In the independent school market, Erland is currently delivering a field house at Middlesex School in Concord, emblematic of the academic sector relationships which McDonald says are built on trust and transparency.

This kind of investment in the community also underpins the Erland Foundation, now in its tenth year of service under the leadership of Steve Craft, Chris Landry, Nicole Harrison, Chris McHugh, Melissa Craft, and Bernadette Flaherty. The Foundation has evolved from a charitable giving vehicle into a broader platform for employee volunteerism and community engagement, and has exceeded $300,000 in fundraising in the past decade, a milestone the company marks with visible pride.

A longstanding partnership with the New England Center for Children (NECC) sits at the heart of the foundation’s work.
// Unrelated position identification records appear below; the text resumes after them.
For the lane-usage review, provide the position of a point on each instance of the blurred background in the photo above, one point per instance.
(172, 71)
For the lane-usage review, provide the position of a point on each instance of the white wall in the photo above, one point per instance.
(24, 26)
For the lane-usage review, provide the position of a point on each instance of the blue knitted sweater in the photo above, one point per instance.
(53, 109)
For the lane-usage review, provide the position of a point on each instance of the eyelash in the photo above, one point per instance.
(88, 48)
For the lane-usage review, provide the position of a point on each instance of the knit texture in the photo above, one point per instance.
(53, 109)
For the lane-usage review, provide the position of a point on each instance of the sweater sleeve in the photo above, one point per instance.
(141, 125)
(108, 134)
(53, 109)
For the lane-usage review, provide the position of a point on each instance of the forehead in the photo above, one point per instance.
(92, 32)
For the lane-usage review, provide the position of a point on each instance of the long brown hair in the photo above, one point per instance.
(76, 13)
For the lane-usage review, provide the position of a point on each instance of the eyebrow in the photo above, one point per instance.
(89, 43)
Erland’s eighth annual Strikeout Autism bowling event brought together NECC staff, students, families, employees, and trade partners in February. And more recently, Erland staff participated in NECC’s annual 5K, giving up personal weekend time to support the center’s work.

The foundation also supports housing organizations, youth membership programs, food security initiatives, educational nonprofits, and healthcare causes across Greater Boston.

Never one to stand still or lag behind, Erland’s approach to artificial intelligence mirrors its broader philosophy: measured, purpose-led, and resistant to trend-chasing. The company currently uses Voyage Control for material tracking on the Tufts site, Briq for financial automation, and Billy for insurance compliance monitoring.

“We’re not always the early adopter of whatever’s hot in the market,” McDonald says. “We’re looking for the right thing that’s going to address the issues we’re actually trying to solve.”

This caution is grounded in experience. On takeoff tools, Erland found that the time saved by automation was largely consumed by the verification process required to catch errors—missing windows on an elevation, for instance. The tools are evolving, McDonald acknowledges, but have not yet reached the point where they can be trusted without the kind of scrutiny that negates the efficiency gain.

Erland participates in a peer group of non-competing firms from across the country, meeting twice yearly to share Best Practices and intelligence on technology adoption, AI in particular. “We want to find the right things that actually improve efficiency and provide value to our clients and our team,” McDonald says. “We also focus on AI policy, making sure people are using it responsibly and that we’re protecting not just our own information but our clients’ information.”

At the heart of Erland’s next chapter is a recently revised set of core values operating under the banner of “O.W.N. It,” which stands for One Team, Winning Results, and No Excuses. McDonald is candid about the tendency of company values to exist only on websites and in welcome packs, and Erland makes it a point to do things differently.

In the past year, the company has sent 20 percent of its employees to Team Trek. This week-long program in Arkansas is centered on personal and professional development and leadership self-awareness. It is this kind of investment in people that McDonald believes will contribute to Erland’s competitive position going forward as much as any technology platform.

“If we continue to invest in our people and do everything we can—with more of a servant leadership approach than a shape-up-or-ship-out attitude—we’re going to be more successful,” he says. “Construction is still, at its core, a people-driven industry. Pick up the phone, go to the job site, be a person. The human connection is so important.”

For a company approaching its 50th year, still headquartered in the same Northwest Park where it first broke ground, that is not nostalgia; it is strategy. And it is a winning formula that will surely stand this firm in good stead for another 50 years.